Writing when I don’t feel like it. Being nice to rude people. Petting the dog because he deserves it, even when I’m wearing black trousers. Cleaning up the kitchen when I’m exhausted before bed because my husband did it in the a.m. Trying to be reasonable when people on FB are being idiots. This is practice.
It’s not just Buddhist practice. It’s practice for manners. For love, for metta — lovingkindness. Mostly it’s practice like violin or piano or baseball practice: because I’m not good at these things. Especially the whole ‘being nice to rude people’… And FB idiots…. Sigh. Especially in an election year!
I’m not really a very good Buddhist. I don’t meditate much at all — although I try to be quiet and ‘be’ during the day. And writing daily is a kind of meditation for me, as I’ve noted elsewhere. I don’t read the sutras very often. Probably I know more about Christianity than Buddhism, and I’m not a Christian.
I don’t eat vegetarian, other than abstaining from pigs. They’re too smart (they cry — more on that another post), so I don’t eat them. Or monkeys, or octopuses (and yes: that is the proper plural; look it up) although I know we’re not supposed to kill any being. At least I don’t drink (verboten in Buddhism), but that has more to do w/ family alcoholism and my desire to model having fun w/out drugs than Buddhism.
I don’t sit. I don’t go to temple. In fact, if it weren’t for the bodhisattva vow I made, I’d probably be considered just another bleeding heart Unitarian ????. But in fact, I identify as a Buddhist.
I remember going to Buddhist temple w/ our amah in Saigon — the ropy walls of a temple carved from the heart of a giant banyan tree. It shaped and framed my ideas of religion forever: it shows up in my writing over & over, even in my dreams, sometimes. A curtain of fragrant smoke from sandalwood incense hung before the entrance into the tree temple. Inside, a Buddhist monk — robed as all monks in Việt Nam are, in saffron — chanted the already-musical Việtnamese language. Something deep beneath Oklahoma, beyond Western, leapt up in recognition. This, I remember thinking, those very long years ago, is where God lives. This was the language God spoke, and the way God smelled. This was my home.

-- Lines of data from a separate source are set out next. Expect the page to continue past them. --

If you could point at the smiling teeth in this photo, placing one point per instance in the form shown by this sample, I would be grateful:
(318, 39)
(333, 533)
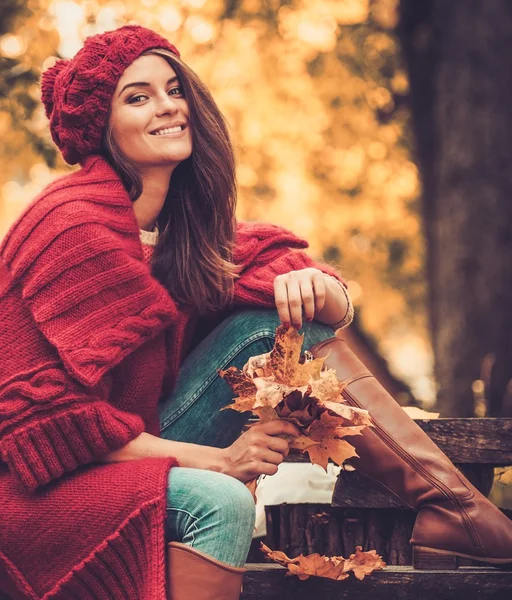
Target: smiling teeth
(171, 130)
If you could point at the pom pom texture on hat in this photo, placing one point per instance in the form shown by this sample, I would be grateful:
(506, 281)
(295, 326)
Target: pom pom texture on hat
(77, 93)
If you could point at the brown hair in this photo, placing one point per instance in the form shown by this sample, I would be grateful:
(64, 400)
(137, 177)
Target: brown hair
(194, 254)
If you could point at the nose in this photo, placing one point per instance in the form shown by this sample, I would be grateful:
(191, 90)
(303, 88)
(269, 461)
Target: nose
(166, 105)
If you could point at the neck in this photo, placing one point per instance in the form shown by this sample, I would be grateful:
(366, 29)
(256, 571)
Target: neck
(147, 207)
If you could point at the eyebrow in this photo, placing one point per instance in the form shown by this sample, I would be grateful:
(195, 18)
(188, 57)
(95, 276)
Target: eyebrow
(144, 84)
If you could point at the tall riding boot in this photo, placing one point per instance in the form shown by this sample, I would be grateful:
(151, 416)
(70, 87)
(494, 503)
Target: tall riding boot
(454, 519)
(197, 576)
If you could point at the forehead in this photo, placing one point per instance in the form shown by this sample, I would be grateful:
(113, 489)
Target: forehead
(149, 68)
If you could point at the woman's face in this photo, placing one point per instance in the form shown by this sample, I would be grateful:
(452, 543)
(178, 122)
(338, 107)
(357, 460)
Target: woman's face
(149, 115)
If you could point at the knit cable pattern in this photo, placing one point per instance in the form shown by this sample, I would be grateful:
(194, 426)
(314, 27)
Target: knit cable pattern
(77, 93)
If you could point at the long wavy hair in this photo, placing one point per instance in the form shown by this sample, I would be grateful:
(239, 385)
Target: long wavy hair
(193, 258)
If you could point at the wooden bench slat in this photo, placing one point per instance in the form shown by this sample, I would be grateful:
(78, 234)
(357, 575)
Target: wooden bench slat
(486, 441)
(268, 582)
(354, 490)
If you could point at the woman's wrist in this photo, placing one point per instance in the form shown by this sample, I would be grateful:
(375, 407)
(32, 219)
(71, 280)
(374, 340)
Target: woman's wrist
(338, 310)
(193, 456)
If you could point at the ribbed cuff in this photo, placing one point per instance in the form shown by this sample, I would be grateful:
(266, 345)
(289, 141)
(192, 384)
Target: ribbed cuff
(46, 449)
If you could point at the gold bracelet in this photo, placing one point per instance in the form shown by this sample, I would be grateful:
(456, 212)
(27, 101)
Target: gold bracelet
(349, 315)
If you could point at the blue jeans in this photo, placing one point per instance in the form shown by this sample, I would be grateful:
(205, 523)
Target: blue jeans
(210, 511)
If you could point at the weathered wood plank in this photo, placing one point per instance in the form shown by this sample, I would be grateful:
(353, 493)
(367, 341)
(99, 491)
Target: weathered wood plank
(268, 582)
(354, 490)
(487, 441)
(307, 528)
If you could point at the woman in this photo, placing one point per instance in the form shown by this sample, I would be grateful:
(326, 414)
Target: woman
(121, 293)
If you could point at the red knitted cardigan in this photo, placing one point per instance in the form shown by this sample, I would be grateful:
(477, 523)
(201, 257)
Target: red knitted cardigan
(87, 335)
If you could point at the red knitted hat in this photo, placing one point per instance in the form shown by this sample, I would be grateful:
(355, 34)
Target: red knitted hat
(76, 93)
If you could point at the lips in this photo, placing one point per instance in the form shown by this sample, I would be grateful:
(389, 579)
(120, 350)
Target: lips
(169, 126)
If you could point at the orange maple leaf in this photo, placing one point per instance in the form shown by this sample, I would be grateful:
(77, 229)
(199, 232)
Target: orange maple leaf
(333, 567)
(328, 433)
(243, 386)
(276, 385)
(285, 356)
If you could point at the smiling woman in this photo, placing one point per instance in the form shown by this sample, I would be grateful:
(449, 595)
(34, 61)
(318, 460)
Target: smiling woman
(124, 288)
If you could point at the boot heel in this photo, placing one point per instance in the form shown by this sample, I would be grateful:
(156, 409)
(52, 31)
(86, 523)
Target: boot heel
(427, 558)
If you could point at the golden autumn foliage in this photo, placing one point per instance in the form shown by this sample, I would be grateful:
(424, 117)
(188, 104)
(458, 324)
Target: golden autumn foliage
(331, 567)
(313, 91)
(277, 385)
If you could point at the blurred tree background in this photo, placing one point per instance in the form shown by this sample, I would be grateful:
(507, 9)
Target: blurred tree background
(317, 95)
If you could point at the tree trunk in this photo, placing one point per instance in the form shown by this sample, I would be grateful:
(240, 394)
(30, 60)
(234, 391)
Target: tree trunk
(461, 95)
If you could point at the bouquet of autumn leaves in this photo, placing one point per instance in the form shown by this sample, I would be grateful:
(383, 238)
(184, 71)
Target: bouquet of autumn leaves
(278, 385)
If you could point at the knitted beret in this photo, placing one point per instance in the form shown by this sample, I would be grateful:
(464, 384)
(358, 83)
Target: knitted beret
(76, 93)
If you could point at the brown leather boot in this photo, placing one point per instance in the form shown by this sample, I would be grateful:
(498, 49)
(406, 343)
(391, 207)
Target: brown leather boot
(454, 518)
(197, 576)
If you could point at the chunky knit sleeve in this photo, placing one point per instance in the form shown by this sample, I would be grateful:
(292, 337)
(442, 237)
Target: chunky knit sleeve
(265, 251)
(75, 300)
(88, 290)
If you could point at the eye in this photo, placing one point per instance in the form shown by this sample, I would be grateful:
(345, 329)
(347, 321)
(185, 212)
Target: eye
(136, 98)
(178, 90)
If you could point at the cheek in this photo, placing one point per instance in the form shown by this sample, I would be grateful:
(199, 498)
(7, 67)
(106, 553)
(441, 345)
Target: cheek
(127, 127)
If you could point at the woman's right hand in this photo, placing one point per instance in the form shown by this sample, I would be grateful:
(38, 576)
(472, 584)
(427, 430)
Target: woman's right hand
(259, 450)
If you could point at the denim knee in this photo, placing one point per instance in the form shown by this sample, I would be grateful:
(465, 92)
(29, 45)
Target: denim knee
(262, 323)
(212, 512)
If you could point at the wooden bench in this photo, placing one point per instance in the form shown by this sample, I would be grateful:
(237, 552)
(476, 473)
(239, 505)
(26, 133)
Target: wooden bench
(364, 513)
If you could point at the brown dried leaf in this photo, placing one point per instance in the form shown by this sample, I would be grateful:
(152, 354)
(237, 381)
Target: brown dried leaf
(321, 566)
(334, 567)
(266, 414)
(327, 387)
(242, 386)
(364, 563)
(258, 366)
(285, 356)
(271, 393)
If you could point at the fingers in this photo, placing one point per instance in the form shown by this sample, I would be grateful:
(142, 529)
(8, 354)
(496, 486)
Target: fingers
(299, 292)
(278, 445)
(320, 290)
(281, 300)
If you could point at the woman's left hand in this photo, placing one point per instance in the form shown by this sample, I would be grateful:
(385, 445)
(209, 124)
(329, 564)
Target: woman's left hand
(298, 290)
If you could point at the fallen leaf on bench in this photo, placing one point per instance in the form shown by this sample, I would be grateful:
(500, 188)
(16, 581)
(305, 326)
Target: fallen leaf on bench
(331, 567)
(276, 385)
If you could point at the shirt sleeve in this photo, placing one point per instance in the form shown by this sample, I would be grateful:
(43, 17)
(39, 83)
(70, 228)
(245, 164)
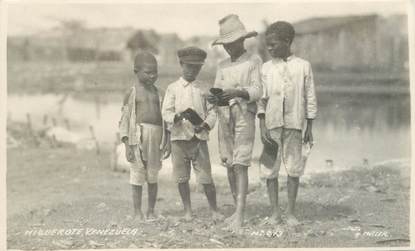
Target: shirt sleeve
(310, 94)
(123, 124)
(262, 102)
(218, 78)
(211, 115)
(168, 110)
(254, 87)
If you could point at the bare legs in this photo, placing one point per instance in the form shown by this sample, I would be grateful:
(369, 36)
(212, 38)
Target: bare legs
(137, 192)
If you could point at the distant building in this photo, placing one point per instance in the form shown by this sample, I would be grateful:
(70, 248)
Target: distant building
(354, 43)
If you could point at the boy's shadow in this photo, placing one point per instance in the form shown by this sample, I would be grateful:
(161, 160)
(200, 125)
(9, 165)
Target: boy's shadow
(305, 210)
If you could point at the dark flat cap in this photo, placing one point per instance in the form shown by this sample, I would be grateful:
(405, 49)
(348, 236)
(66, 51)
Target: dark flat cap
(192, 55)
(283, 30)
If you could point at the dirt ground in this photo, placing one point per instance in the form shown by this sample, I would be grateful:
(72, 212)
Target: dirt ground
(64, 198)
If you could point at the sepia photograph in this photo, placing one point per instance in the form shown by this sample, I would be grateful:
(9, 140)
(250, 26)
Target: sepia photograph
(207, 124)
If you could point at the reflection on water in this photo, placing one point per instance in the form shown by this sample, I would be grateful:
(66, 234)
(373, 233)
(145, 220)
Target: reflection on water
(348, 130)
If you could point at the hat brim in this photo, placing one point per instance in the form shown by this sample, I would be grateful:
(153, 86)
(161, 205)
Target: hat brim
(192, 62)
(220, 41)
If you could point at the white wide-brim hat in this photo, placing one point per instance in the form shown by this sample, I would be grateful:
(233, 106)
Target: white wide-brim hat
(232, 29)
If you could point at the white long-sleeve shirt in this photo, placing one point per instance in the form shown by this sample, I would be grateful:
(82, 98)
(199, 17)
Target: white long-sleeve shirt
(244, 73)
(288, 93)
(181, 95)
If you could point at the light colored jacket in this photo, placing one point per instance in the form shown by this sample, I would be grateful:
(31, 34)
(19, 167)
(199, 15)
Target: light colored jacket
(127, 124)
(289, 94)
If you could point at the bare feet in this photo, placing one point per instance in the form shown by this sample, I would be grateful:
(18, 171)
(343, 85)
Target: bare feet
(151, 215)
(216, 216)
(235, 223)
(188, 216)
(275, 219)
(292, 220)
(230, 219)
(138, 216)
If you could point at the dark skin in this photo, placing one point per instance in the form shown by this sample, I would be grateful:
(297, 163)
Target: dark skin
(146, 75)
(189, 73)
(237, 174)
(281, 49)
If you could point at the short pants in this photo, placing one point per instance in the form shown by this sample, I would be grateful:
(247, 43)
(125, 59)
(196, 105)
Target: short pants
(289, 153)
(236, 134)
(188, 153)
(148, 156)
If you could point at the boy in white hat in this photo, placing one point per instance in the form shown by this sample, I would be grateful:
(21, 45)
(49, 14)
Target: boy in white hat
(289, 102)
(239, 78)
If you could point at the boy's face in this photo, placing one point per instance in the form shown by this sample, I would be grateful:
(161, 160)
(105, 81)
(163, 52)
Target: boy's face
(277, 47)
(190, 71)
(234, 48)
(147, 74)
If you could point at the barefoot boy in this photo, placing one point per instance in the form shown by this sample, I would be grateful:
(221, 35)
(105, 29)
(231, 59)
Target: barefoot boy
(188, 138)
(289, 100)
(142, 132)
(239, 77)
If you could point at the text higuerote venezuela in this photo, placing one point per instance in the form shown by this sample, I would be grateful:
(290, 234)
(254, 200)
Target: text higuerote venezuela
(81, 231)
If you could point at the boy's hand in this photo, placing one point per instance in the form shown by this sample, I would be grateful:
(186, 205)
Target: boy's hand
(212, 99)
(166, 150)
(177, 117)
(265, 136)
(231, 93)
(202, 127)
(308, 134)
(129, 153)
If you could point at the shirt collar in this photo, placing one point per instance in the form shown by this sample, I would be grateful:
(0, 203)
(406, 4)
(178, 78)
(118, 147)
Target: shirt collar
(184, 81)
(280, 60)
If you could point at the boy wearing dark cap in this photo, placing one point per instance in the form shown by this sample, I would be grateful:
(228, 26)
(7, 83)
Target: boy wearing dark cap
(288, 102)
(239, 78)
(142, 131)
(190, 118)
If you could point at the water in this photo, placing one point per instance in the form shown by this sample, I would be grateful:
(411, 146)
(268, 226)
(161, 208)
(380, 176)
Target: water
(349, 128)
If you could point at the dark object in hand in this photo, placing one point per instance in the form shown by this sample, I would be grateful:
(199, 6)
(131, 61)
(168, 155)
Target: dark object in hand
(217, 92)
(192, 116)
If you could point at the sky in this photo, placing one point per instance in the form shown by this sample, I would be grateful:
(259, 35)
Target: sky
(186, 19)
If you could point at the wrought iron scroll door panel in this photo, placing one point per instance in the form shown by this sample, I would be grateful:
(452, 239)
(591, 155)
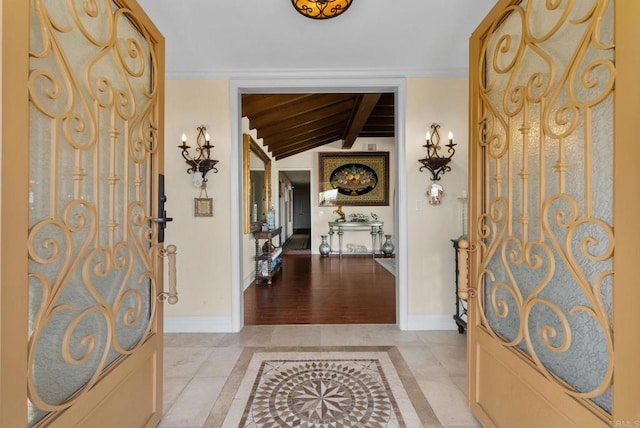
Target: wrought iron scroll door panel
(93, 253)
(542, 241)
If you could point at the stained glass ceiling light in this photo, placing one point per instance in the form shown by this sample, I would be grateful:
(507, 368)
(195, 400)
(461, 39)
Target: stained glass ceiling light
(321, 9)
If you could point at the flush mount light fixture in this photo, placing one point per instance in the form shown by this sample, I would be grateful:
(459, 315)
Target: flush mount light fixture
(321, 9)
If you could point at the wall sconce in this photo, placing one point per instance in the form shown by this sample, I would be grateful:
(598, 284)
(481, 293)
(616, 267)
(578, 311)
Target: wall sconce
(436, 162)
(321, 9)
(202, 164)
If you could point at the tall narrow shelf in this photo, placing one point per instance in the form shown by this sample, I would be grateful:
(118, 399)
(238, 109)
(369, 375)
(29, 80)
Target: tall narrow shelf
(267, 264)
(460, 316)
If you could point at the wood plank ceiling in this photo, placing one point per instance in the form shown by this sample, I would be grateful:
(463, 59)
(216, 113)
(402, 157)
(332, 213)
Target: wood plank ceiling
(289, 124)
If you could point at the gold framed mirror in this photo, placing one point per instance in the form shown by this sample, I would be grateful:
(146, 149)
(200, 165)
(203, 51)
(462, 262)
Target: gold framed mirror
(257, 184)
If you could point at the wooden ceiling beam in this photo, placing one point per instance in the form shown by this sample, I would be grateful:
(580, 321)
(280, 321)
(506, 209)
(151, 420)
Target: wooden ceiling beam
(302, 110)
(328, 136)
(277, 141)
(302, 149)
(259, 103)
(364, 108)
(339, 119)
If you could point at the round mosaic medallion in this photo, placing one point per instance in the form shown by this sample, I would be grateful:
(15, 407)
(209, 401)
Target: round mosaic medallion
(322, 393)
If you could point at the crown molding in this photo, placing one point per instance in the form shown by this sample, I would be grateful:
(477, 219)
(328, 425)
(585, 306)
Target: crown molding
(314, 74)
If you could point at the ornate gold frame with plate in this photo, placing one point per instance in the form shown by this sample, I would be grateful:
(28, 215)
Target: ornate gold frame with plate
(203, 207)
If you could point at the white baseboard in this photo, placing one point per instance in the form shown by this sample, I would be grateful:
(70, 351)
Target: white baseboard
(248, 281)
(198, 325)
(432, 322)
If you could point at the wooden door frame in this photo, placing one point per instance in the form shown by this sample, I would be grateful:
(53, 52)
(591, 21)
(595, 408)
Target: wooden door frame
(14, 226)
(14, 214)
(626, 204)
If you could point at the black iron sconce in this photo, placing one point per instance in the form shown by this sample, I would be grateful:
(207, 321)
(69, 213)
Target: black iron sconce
(436, 161)
(200, 165)
(321, 9)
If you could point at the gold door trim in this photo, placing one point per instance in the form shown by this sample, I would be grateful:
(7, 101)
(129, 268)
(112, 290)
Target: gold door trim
(533, 242)
(94, 242)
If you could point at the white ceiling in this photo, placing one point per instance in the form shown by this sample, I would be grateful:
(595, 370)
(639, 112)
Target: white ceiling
(262, 38)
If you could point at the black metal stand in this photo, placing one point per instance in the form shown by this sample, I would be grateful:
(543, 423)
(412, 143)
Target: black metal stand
(461, 306)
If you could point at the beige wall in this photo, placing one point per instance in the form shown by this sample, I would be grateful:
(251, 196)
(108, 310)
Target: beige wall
(204, 244)
(204, 249)
(431, 268)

I never found the idea of God in any Christian church, I have to say. I’ve felt comfortable — as I did when I first sat in the sky-blue sanctuary of All Souls, my Unitarian home church, and the largest Unitarian church in the world. That’s probably the best Western religious home I’ve found. It’s the home of Emerson, Unitarianism. The academic, the scholar and writer and poet, we all feel at home there. And had I never been to Việt Nam or Thailand, I probably still would have ended up a Unitarian. It’s such an inclusive, open faith. There’s room for all the ‘mes’ — the neo-Pagan, who read Starhawk’s Spiral Dance; the Kabbalist who studied names and numbers and secret texts; the reader of both Testaments, and the Apocrypha, as well. The feminist scholar, the peace poet. The lover of Auden, the decoder of Pound.
Denise Levertov, in a poem I read once (‘A Clearing‘), said that “paradise/ is a kind of poem; it has/ a poem’s characteristics:/ inspiration; starting with the given;/ unexpected harmonies; revelations.” Sometimes I tell people that my religion is poetry. But when I think about it, as I told a friend, poetry is certainly my ‘practice.’ In the Buddhist sense of the word: your practice is your covenant w/ Buddhist doctrine. The Eight-Fold Path, the Four Noble Truths — all of which deal with suffering and desire, the roots of human despair. Your practice is what it is that helps you keep the Truths in mind, as you follow the Path. Sort of…
I know I should sit. I have, in the past. And I will again, I know. Right now, I’m practicing. Practicing how to be in the world. How to breathe when it hurts, not yell when I’m angry. How to walk into the fires that make me, always, a Year of the Dragon warrior, not a Bodhisattva, other than in desire.
A dear friend once told me to honour the dragon, to claim the fire that burns hot and bright, and find a way to use it. Maybe that’s what I need to practice. How to burn clear and true. Not how to sit, per se. But how to turn that flame of righteous anger to good purpose. I guess I need more practice.